In this paper, natural convection of a non-Newtonian fluid flow between two vertical flat plates is investigated analytically and numerically. Collocation Method (CM) and fourth-order Runge-Kutta numerical method (NUM) are used to solve the present problem. The proposed method overcame on nonlinearity without using restrictive assumptions or linearization. The following main points can be concluded from the present study.

• The results of CM are in excellent agreement with numerical ones. Also this method is simple, powerful and efficient techniques for finding analytical solutions in science and engineering non-linear differential equations which reduces the size of calculations.

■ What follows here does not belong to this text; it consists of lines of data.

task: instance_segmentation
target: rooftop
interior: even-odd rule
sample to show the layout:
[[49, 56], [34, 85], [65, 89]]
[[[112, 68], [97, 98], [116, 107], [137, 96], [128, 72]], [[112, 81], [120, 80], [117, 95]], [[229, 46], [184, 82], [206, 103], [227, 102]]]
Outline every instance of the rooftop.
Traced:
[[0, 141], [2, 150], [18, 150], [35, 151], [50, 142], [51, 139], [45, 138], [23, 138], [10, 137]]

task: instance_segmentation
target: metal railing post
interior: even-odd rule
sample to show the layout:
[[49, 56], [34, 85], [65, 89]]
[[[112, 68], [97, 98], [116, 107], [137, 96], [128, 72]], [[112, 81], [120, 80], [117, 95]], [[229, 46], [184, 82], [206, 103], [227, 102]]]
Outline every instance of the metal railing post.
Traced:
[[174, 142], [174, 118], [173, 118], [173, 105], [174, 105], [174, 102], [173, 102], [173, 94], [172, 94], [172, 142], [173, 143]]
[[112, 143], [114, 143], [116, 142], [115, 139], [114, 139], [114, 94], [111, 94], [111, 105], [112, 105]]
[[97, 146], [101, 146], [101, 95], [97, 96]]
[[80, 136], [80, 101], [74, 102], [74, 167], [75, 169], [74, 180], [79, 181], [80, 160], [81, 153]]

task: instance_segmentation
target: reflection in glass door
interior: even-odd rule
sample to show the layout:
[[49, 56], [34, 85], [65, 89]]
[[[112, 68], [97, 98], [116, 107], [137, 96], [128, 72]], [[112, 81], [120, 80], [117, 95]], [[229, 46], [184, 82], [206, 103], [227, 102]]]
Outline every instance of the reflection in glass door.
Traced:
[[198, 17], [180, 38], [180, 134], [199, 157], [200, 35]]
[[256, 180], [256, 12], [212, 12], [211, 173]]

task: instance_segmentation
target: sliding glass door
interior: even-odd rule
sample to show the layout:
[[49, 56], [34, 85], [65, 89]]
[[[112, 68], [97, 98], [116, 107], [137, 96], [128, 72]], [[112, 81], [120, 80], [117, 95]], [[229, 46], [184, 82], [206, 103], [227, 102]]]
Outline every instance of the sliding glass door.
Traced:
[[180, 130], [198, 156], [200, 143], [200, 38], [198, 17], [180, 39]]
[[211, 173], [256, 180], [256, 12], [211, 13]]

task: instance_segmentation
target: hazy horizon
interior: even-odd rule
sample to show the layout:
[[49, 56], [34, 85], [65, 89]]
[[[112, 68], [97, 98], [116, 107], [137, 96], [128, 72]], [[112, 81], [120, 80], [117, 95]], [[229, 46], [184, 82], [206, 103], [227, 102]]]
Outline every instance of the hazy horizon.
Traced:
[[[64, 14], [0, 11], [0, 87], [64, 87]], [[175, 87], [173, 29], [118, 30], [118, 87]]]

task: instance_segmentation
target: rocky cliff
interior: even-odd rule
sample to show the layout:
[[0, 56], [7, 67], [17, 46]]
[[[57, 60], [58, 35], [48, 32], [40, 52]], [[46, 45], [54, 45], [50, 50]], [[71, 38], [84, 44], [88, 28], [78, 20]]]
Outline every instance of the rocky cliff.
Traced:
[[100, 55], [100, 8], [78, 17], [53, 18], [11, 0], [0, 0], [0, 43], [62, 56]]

• The figures bring out clearly the effect of δ on the non-dimensional temperature φ(ξ) and velocity U(ξ) as well. While δ increases the amount of temperature increases at positive region and decreases at minus region of x.

• by increasing Pr the non-dimensional velocity U(ξ) and temperature φ(ξ) increased respectively and by increasing E treatment of the non-dimensional velocity U(ξ) and temperature φ(ξ) are additive.